Thursday, September 8, 2011

Hooray for poop!


Tuesday, August 30th
Extract from a post of mine on a NB listserve


There is such a dichotomy of what I show/express to the "outside world", and what is going on inside my head.  I want so desperately to believe that Alejandro will beat this.  I tell myself over and over and over every day, every night, every waking moment that we will beat this, we will, but, especially since relapse in February, I find this harder and harder.  We have to stay positive.  For us and especially for our children.  But sometimes it takes such a toll.

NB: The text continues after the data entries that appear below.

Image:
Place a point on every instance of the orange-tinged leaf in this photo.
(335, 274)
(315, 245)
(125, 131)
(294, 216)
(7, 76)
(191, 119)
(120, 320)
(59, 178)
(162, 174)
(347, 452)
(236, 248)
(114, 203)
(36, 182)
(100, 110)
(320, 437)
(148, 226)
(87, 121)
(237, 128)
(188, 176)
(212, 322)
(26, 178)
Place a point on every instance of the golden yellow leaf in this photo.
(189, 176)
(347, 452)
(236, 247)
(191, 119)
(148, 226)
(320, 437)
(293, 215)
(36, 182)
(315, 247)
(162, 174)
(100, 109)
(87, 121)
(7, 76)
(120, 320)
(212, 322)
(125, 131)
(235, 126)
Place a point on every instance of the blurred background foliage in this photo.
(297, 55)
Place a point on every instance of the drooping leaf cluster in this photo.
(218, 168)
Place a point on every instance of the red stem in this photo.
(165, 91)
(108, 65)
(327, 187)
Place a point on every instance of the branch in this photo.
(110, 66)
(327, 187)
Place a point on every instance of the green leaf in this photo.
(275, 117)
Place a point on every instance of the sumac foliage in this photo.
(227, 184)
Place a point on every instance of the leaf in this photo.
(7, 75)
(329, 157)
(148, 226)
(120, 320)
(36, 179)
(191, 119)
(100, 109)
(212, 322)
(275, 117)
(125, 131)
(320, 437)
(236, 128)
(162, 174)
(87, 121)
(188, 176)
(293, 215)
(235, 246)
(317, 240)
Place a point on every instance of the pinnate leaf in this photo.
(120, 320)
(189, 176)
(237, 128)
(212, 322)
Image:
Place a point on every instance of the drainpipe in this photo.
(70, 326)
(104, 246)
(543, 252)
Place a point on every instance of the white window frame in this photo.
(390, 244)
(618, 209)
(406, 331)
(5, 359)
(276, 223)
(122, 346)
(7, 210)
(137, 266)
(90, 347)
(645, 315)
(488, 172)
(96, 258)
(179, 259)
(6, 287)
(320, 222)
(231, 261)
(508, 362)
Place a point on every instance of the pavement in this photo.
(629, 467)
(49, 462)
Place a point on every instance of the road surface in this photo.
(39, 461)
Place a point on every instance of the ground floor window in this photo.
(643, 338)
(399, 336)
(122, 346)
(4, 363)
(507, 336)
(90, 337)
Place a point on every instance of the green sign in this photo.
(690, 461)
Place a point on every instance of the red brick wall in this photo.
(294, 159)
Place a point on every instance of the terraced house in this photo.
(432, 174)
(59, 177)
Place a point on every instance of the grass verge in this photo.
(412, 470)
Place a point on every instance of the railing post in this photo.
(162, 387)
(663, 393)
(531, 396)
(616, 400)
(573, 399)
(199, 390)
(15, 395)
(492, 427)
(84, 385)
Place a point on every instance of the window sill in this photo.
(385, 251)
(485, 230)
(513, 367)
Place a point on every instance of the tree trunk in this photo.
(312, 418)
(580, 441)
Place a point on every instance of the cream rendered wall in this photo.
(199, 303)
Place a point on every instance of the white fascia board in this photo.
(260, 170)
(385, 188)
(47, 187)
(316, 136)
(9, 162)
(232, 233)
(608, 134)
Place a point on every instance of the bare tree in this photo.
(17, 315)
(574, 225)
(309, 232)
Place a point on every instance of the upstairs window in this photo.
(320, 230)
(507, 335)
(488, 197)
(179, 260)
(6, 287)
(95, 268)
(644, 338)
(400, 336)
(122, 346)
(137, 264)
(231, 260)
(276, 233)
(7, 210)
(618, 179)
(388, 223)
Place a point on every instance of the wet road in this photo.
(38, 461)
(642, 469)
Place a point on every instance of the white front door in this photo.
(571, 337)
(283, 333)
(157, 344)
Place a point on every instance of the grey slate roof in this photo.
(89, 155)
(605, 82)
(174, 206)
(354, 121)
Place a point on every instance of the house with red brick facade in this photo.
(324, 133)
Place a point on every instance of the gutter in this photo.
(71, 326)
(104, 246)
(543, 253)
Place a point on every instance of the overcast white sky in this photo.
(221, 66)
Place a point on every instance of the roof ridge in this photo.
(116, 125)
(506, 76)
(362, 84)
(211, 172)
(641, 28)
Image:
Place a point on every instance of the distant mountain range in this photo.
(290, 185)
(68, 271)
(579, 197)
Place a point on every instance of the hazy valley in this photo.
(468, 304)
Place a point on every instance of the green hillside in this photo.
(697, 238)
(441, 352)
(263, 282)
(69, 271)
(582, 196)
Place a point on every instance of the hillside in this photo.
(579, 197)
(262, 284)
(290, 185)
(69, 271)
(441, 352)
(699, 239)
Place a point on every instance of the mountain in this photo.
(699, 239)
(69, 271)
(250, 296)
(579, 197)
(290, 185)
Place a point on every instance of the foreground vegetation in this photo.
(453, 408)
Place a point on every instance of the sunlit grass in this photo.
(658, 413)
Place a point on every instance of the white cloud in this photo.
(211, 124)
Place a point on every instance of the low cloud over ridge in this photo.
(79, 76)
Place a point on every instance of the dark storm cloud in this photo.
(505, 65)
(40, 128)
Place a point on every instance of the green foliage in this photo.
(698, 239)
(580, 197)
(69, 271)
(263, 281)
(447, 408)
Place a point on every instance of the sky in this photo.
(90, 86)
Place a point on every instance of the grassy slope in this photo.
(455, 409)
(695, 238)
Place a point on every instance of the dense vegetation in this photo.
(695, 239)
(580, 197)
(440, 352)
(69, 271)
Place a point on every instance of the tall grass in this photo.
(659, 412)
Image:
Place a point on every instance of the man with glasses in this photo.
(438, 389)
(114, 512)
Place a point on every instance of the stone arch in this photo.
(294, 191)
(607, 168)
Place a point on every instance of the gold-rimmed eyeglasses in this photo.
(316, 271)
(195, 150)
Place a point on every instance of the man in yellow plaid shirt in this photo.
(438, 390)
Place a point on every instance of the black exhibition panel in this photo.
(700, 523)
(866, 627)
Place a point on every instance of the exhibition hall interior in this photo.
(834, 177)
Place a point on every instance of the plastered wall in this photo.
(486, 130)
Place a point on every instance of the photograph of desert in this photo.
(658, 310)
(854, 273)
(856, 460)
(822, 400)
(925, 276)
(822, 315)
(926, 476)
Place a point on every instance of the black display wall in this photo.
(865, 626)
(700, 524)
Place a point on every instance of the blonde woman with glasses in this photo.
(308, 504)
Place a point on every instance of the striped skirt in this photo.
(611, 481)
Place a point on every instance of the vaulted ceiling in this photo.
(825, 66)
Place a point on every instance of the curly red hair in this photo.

Alejandro had been complaining for 2 days of lower belly pain but he wouldn't let me get near his belly to feel it.  Since we were on the last two days of Irino/Temo, I figured today we would discuss it with the oncologist- maybe it was related to treatment.  As it was, I decided to poke around Ale's tummy once he was asleep last night to try to put my mind at rest.  What I felt was a hard lump in his lower abdomen with a very distinguishable shape.  This was around 4 am.  Obviously, I did not go back to sleep.  As soon as we got to the hospital today for treatment (of course smiling all the way- everything is cool, everything is great) I grabbed the oncologist on his way through the day hospital and told him out of earshot of the kids what was going on.  He immediately came over and spent quite some time examining Alejandro's abdomen.  He was of course very thorough.  At this point I am imagining all the worst-case scenarios all the while with my everything is fine smile plastered on my face.  Diagnosis:  fecaloma- in other words -Poop.  Alejandro gets constipated from Irinotecan instead of getting diarrhea.  But this had never even crossed my mind.  Needless to say, I had to leave the room as I started crying out of control.  I mean, I really lost it.  And it took me quite a while to get myself under control again.  It was just poop and I couldn't stop crying. 

Just another day in the life of an NB parent.